With more responsibility for attacking forays, Fabregas has struggled this season and Arsenal's moves have often broken down in front of the defence, with Van Persie's back to goal and no-one there to run in behind to give the opposition something else to think about.

With a readymade Bergkamp replacement, in Dutchman Van Persie; and a similar style of player to Henry, in Theo Walcott; Wenger has the tools at his disposal should he wish to alter the setup of his side. The one question that such a change brings [Where does Fabregas fit in?] could well be answered by Barcelona in the summer.

But Arsenal are not the only team who may benefit from a switch to 4-4-2 next season. Liverpool signed £57 million worth of striking talent in Andy Carroll and Luis Suarez in January and a hint to their future formation under Kenny Dalglish came in the 1-1 draw with Arsenal. With Suarez playing off Carroll and Dirk Kuyt and Raul Meireles shunted into wide areas alongside Jay Spearing and Lucas in the centre, it is easy to see how a few personal changes could put them back into contention for the top spots.
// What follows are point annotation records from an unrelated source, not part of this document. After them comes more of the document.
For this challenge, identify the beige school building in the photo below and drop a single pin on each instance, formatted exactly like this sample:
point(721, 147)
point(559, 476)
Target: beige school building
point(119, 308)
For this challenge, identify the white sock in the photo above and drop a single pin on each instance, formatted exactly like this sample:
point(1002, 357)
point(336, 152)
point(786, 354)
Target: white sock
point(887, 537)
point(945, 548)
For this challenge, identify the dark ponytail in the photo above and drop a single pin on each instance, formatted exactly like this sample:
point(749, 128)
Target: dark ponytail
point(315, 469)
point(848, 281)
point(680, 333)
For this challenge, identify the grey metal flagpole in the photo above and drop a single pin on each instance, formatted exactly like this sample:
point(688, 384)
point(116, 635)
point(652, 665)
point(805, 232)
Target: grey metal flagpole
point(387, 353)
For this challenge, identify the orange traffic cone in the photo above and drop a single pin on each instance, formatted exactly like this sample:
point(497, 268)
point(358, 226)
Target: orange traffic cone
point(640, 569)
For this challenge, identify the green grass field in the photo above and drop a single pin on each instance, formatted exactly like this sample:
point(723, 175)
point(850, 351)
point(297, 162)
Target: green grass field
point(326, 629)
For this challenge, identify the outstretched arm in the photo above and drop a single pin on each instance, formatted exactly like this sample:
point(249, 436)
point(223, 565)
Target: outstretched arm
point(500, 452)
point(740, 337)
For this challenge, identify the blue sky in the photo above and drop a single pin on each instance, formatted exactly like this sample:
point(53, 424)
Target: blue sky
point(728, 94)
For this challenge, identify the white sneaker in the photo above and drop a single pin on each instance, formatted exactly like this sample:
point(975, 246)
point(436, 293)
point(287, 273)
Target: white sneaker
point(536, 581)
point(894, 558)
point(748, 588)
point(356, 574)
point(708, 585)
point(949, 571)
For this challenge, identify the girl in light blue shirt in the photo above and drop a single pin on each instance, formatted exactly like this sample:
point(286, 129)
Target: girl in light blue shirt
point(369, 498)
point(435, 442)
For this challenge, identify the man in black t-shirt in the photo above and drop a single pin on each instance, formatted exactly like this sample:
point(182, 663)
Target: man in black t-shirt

With the returning Steven Gerrard and Meireles moved into a more comfortable central role, the purchase of a top left-winger could open things up and Liverpool would even have the luxury of shifting the workaholic Kuyt into the withdrawn striker role to help track back when not in possession. Dalglish has found favour with the formation for his clubs in the past and few would argue that he would be able to get the best out of his players should he choose to bring it back to Anfield again.

The ever changing squad of Manchester City, too, could see the best of Edin Dzeko with Carlos Tevez (should he still be at the club) or Mario Balotelli (likewise) behind him as his partner, although manager Roberto Mancini is less likely to experiment with his formation as he prefers the stability of the central three midfielders after a rather embarrassing attempt at 4-4-2 in a 3-2 win over Blackpool in October.

Still, the chasing pack were among the first to change when Mourinho's Chelsea champions introduced a new wave of tactical thinking in 2005. Six years on, it may be the next Premier League champions who dip into the past to lead the continuing evolution of 4-4-2.